For a man whose home is also his wife’s place of business, my husband is generally good-humored.  Although our house is not large enough to have a separate studio, the front part of the house opens into a sunroom, where students can wait before their lessons begin.  The piano is situated in the front corner of the living room at the opposite end of the house from the television.  After work, Matt can come into the house through the back door, start dinner, watch the news, or work on the computer and read while I finish up my evening lessons.  Most of the time it works just fine.



And then there are other times, such as a weekend earlier this fall.  Several times each semester I hold group performance classes, teaching on Friday afternoon and all morning on Saturday.  These group sessions are chaotic at best, sending Matt screaming to the coffeehouse down the street.  Once a month, I host a book group of local music teachers that meets on Friday mornings.   “Does the book group ever travel?” Matt asks me sarcastically.  It’s not that he minds the book group or the performance classes in theory, but Fridays and Saturdays are his days off.  He likes to be at home, without other people, just he and I and the cats.  He is, after all, an introvert.

To top off this rather full weekend, on this particular Sunday afternoon I scheduled a photo session at our house so I could finally get the pictures taken for my website.  Matt has a very intense day on Sundays; services in the morning and rehearsals in the afternoon.  In between he likes to come home, have lunch, drink coffee, read the paper, take a nap, and enjoy the quiet.  It was on hearing of the upcoming photography session that Matt really lost it.  “You mean, when I get home from church,” (i.e. this would be also called “work” for a full-time church musician), “there are going to be kids here and a photographer?”  “Uh-huh,” I responded sheepishly.  “But you can still take a nap and read the paper.  You just have to do it in the bedroom.”  He was not pleased.  He was so not pleased that I began plotting ways I was going to have to make it up to him.

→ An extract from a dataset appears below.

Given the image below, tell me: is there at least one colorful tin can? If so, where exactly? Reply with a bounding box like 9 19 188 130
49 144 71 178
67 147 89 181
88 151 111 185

Sunday afternoon arrived.  My friend Jerome, a flutist I work with regularly and a terrific photographer, arrived with cameras, umbrellas, and lights.  He began moving furniture, and taking pictures off the wall.  When Matt got home from church, there were a dozen kids and their parents in the living-room-turned-photo-studio.  I saw him come in the door, watched his eyes grow big in disbelief and then to my relief, he began laughing.  “When I saw a damn photo shoot happening in the living room, the thing was so over the top it became hysterical,” he later told me.  Bless him.  Although I will schedule more carefully from this time forward, taking better care to avoid multiple activities in the house on the weekends, we survived with most of our good humor intact.  God bless that man.  

And the photos—Oh! the photos.  Even Matt says they were worth it.